Dead Meadow – Force Form Free

Publié par le 1 janvier 2023 dans Chroniques, Toutes les chroniques

(Blues Funeral Recordings, 9 décembre 2022)

Difficile d’apposer un référentiel avec Dead Meadow qui semble avoir définitivement largué les amarres, Force Form Free s’enfonce encore plus loin dans l’indescriptible, rompant avec les riffs pachydermiques pratiqués depuis Howls from the Hills (2001) ou Shivering King and Others (2003). Le chant s’y trouve d’ailleurs absorbé par l’entrelacement des guitares dont la viscosité organique et chimique brouille toute forme de perception.

En filigrane, les dissonances grunge du trio ne se sont jamais volatilisées, et cette sonorité identifiable à nulle autre est en quelque sorte leur unique marque de fabrique, leur conférant un statut désormais légendaire, parmi les formations les plus respectées.

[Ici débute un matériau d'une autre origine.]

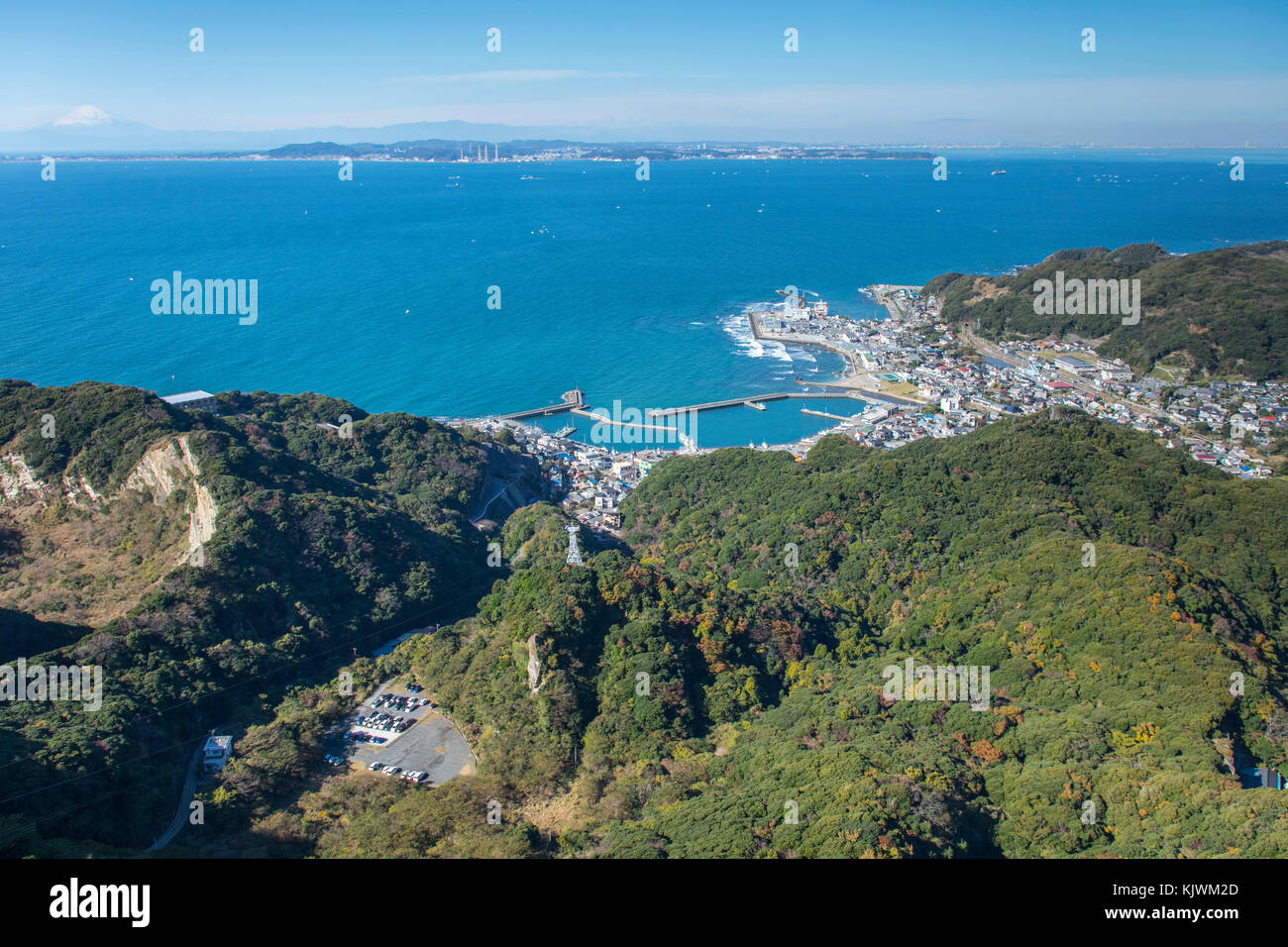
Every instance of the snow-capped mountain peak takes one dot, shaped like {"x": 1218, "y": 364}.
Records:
{"x": 85, "y": 115}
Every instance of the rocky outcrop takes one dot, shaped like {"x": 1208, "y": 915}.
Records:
{"x": 163, "y": 470}
{"x": 159, "y": 474}
{"x": 533, "y": 665}
{"x": 18, "y": 482}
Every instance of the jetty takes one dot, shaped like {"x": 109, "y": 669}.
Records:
{"x": 613, "y": 423}
{"x": 824, "y": 414}
{"x": 571, "y": 401}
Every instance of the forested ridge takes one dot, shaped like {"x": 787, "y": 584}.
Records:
{"x": 321, "y": 543}
{"x": 716, "y": 689}
{"x": 763, "y": 731}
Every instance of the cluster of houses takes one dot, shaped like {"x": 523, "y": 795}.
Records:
{"x": 591, "y": 479}
{"x": 1227, "y": 424}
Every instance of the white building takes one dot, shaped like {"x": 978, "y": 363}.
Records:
{"x": 217, "y": 753}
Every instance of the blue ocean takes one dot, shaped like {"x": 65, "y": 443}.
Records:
{"x": 376, "y": 289}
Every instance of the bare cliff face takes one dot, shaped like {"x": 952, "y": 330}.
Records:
{"x": 162, "y": 471}
{"x": 88, "y": 554}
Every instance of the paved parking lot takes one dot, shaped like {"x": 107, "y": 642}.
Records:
{"x": 432, "y": 745}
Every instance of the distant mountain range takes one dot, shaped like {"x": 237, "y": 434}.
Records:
{"x": 90, "y": 129}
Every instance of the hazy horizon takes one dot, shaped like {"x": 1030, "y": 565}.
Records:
{"x": 748, "y": 72}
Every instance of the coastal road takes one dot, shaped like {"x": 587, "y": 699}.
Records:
{"x": 180, "y": 817}
{"x": 986, "y": 348}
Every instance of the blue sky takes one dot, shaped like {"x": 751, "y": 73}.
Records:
{"x": 1163, "y": 72}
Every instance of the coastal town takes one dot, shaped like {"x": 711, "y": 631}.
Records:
{"x": 913, "y": 376}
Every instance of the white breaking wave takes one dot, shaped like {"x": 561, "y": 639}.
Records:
{"x": 739, "y": 329}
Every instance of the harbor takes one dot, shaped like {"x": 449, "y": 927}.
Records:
{"x": 909, "y": 376}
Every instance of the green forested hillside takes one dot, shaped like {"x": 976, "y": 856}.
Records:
{"x": 321, "y": 543}
{"x": 1223, "y": 311}
{"x": 716, "y": 688}
{"x": 761, "y": 729}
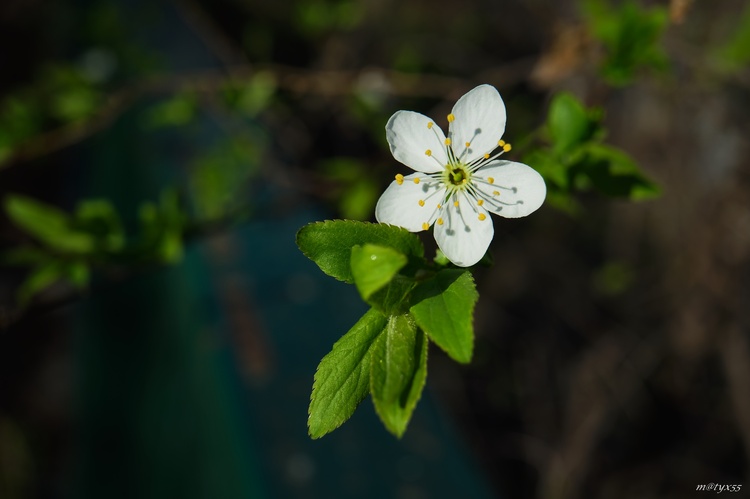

Depuis l’immense Old Growth et plus récemment, le monumental The Nothing They Need, Dead Meadow a pris la tangente, avec un album plus court, essentiellement instrumental. C’est une sorte de rituel musical, où rien n’est figé, les guitares rampent et s’entremêlent en textures méconnaissables, « The Left Hand Path » sonne comme une conclusion, illustrant même un convoi funéraire, la fuzz sombre se répand en éclaboussures fuligineuses, une plongée lysergique où les visions et les couleurs constituent une porte de sortie et une entrée vers un autre monde irréel. Et le voyage se poursuit vers les confins de l’inconnu, ici point d’aridité désertique, pas de sable ni de poussière, ce n’est pas du desert rock, chaque titre est la pièce d’un puzzle perpétuel, une expansion à l’échelle de l’atome vers des dimensions insondables. Le chant en lévitation de Jason Simon ponctue discrètement le disque, noyé dans un magma acide et parfois acoustique (« To Let the Time Go By »).

Il y a surtout cet effet hypnotique, comme pour sceller le destin d’un heavy rock maintes fois exploité, revisitant la bande sonore d’Ennio Morricone (« Valmont’s Pad »), le trio se lance dans une excursion déroutante, une sensibilité plus marquée, certes moins évidente mais cachée dans les recoins de structures répétitives. Dead Meadow a opté pour une forme libre de propulsion tendant vers l’absolu. Entre tension et béatitude, une lente odyssée dans les méandres de paysages bariolés, déstructurés, où chaque instrument est une voie d’anéantissement et d’évasion de la réalité. Comme pour mieux étioler le monde tangible et lui en donner une toute autre interprétation, Dead Meadow façonne à partir d’une matière infinitésimale l’éclosion de l’univers. Un syncrétisme moléculaire en constante métamorphose. Rares sont les musiciens qui transmute avec autant d’habileté la matière pour aboutir à une alchimie sonore aussi intense et épurée de tout artifice.

C’est un sans faute dans la discographie du groupe américain. Assurément, un mode de transport astral idéal pour s’extraire de la course effrénée d’un monde toujours en quête d’accélération et qui s’essouffle avant même d’avoir gravi le premier échelon qui mène à la beauté de l’imaginaire.